Jessie scosse di nuovo la testa, facendo oscillare i capelli castani sulle spalle nude. «Be', visto che resterò per i prossimi tre mesi sono riuscita a organizzarmi qualcosa. Lavorerò come medico al Pronto Soccorso Pediatrico dell'ospedale. Non è una posizione a tempo pieno quindi forse dovrò cercare anche qualcos'altro, ma era un'opportunità troppo interessante per lasciarla perdere.» Si strinse nelle spalle. «Inoltre era il momento perfetto per andarmene da Londra» aggiunse. «Volevo fare un po' di esperienza prima di decidere quale altra specializzazione prendere.»
Lui aggrottò un sopracciglio. «Ha fatto molta strada per scoprire cosa vuole fare.»
«È vero.» Jessie increspò le labbra. «Ma ho parte della mia famiglia qui... Mio padre è socio in una distilleria di rum dell'isola. Non ci siamo visti molto negli ultimi anni e pensavo che fosse un'opportunità anche per passare un po' di tempo con lui.»

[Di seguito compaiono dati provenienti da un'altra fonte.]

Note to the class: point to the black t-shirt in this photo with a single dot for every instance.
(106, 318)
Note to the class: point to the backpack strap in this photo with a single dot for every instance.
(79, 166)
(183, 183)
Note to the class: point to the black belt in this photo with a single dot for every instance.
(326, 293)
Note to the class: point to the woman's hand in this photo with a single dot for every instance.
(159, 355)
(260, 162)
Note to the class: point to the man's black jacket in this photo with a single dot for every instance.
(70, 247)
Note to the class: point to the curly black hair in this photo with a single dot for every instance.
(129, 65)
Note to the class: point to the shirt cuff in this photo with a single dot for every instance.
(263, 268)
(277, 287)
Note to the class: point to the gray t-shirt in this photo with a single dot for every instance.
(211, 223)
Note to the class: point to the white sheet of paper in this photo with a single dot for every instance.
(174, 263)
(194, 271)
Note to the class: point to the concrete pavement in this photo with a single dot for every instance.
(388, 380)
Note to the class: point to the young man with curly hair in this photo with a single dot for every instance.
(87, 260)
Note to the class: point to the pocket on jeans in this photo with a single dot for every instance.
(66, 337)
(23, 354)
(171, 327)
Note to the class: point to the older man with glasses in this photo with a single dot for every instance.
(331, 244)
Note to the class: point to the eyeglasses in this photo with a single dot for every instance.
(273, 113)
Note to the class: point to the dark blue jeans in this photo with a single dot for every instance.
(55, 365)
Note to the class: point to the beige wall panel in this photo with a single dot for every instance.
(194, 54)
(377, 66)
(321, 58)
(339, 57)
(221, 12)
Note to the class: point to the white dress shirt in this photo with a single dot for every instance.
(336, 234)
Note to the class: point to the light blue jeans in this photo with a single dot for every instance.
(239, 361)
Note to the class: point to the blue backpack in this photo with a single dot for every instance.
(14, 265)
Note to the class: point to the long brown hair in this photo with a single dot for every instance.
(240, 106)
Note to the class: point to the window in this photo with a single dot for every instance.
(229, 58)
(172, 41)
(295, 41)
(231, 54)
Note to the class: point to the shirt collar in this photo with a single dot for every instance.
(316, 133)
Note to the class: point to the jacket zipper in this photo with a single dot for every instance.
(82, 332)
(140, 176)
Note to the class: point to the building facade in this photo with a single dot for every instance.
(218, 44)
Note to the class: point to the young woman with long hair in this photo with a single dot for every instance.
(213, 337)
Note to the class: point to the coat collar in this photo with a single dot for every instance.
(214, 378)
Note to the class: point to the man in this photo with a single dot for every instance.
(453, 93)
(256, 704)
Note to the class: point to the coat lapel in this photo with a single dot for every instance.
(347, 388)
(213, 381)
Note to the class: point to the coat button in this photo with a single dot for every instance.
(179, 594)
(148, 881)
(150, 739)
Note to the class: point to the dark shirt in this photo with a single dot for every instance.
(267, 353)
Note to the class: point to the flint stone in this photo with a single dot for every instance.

«E sua madre?» chiese lui a quel punto, aggrottando la fronte. «Non vive qui, lei?»
Le ci volle un attimo per rispondere. Non le era facile parlarne. «No. I miei genitori sono separati da un po'. Mia madre è morta in Inghilterra un paio di anni fa.»
«Mi dispiace.» Riemerse il leggero accento spagnolo e l'espressione dei suoi occhi si ammorbidì. «Dev'essere stata dura per lei.»
Jessie annuì sperando di riuscire a cambiare argomento prima di lasciarsi prendere dalle emozioni.
Non aveva ancora superato del tutto la morte di sua madre, quanto a suo padre... il rapporto fra loro era sempre stato difficile e doveva fare in modo di trovare un punto d'incontro.